Notarbartolo foi rapidamente detido, mas recusou-se a colaborar com a polícia. Descrito por Peys como um “cavalheiro distinto e muito educado”, Notarbartolo optou pelo silêncio, frustrando os esforços das autoridades belgas e italianas que o interrogaram. Contudo, as provas encontradas no lixo, incluindo um recibo de uma mercearia italiana no Distrito dos Diamantes, levaram a polícia a identificar outro envolvido: Ferdinando Finotto, também ele com um historial criminal.

As investigações revelaram que os cinco autores do crime faziam parte de um gangue italiano conhecida como a “Escola de Turim”. Cada membro possuía uma especialidade, tendo os seus nomes de código inspirado em personagens de banda desenhada: o Génio, o Monstro, Ligeirinho e o Rei das Chaves. O Génio, Elio D’Onorio, era o especialista em eletrónica e alarmes; o Monstro, Ferdinando Finotto, era perito em abrir fechaduras; e Ligeirinho, Pietro Tavano, amigo de infância de Notarbartolo, foi o responsável por atirar os sacos de lixo no terreno ao lado da autoestrada, o que viria a ser um erro crucial para o desfecho do caso.

O Modo Operandi

O esquema engenhoso montado pelo gangue envolveu a colocação de uma câmara de vídeo acima da entrada da caixa-forte, que gravava os guardas a inserir o código de segurança. Esta câmara transmitia as imagens para um receptor escondido num extintor de incêndio. O Rei das Chaves, cujo nome real nunca foi descoberto, conseguiu replicar a chave de 30 centímetros necessária para abrir a porta da caixa-forte a partir das gravações.

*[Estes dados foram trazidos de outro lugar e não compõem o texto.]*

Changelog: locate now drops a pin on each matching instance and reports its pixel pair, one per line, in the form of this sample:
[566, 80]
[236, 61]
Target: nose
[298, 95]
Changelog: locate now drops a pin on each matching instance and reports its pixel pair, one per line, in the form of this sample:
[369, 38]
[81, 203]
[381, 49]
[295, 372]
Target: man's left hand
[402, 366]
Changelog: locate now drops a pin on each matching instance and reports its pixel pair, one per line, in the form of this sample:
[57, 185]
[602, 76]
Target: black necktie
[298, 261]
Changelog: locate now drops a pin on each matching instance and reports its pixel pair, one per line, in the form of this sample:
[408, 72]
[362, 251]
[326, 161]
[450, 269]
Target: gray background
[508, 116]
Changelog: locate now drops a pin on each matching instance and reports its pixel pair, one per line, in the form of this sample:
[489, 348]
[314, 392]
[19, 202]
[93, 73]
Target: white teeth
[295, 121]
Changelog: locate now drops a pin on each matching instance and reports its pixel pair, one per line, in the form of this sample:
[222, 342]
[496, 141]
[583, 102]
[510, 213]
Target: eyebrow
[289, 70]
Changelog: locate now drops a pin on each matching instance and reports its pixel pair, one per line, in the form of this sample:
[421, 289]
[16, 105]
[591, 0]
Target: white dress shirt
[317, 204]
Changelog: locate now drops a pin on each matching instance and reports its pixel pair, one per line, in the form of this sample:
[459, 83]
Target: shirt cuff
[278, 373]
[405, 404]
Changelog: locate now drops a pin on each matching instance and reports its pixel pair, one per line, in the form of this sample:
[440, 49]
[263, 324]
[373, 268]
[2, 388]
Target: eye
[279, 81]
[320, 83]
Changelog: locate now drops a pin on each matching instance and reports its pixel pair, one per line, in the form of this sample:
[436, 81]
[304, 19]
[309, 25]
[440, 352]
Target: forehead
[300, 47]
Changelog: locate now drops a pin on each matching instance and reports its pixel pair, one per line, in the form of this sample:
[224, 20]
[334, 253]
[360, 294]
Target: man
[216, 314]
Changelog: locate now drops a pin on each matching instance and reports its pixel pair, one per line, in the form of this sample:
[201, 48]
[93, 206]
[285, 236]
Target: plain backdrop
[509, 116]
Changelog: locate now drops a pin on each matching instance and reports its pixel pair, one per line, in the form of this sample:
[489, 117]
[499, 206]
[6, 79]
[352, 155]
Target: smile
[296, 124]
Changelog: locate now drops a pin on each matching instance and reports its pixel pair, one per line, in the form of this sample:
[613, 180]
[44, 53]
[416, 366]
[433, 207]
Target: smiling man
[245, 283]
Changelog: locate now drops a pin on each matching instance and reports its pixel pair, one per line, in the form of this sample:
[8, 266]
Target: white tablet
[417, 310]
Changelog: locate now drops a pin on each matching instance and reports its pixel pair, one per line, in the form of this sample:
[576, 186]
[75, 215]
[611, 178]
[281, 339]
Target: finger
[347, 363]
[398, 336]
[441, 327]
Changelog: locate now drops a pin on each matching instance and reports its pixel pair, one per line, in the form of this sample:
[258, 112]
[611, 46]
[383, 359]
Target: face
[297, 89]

Para evitar que os alarmes fossem disparados, o Génio usou uma placa de alumínio para manipular as travas magnéticas da porta, enquanto Notarbartolo borrifou spray de cabelo nos sensores térmicos de movimento, temporariamente desativando-os. Acredita-se que o gangue tenha construído uma réplica do interior da caixa-forte para praticar o roubo – à semelhança da famosa série ‘A Casa de Papel’.

Com as provas recolhidas, os quatro membros conhecidos da gangue foram a julgamento em maio de 2005. Ferdinando Finotto, Elio D’Onore e Pietro Tavano foram condenados a cinco anos de prisão, enquanto Leonardo Notarbartolo, apontado como o cérebro da operação, foi condenado a 10 anos. As joias e os diamantes roubados nunca foram recuperados.

Notarbartolo foi libertado condicionalmente em 2009, mas foi recapturado após violar os termos da sua libertação ao viajar para a Califórnia para discutir um contrato de filme sobre o roubo com um produtor de Hollywood. Acabou por cumprir o restante da sua pena.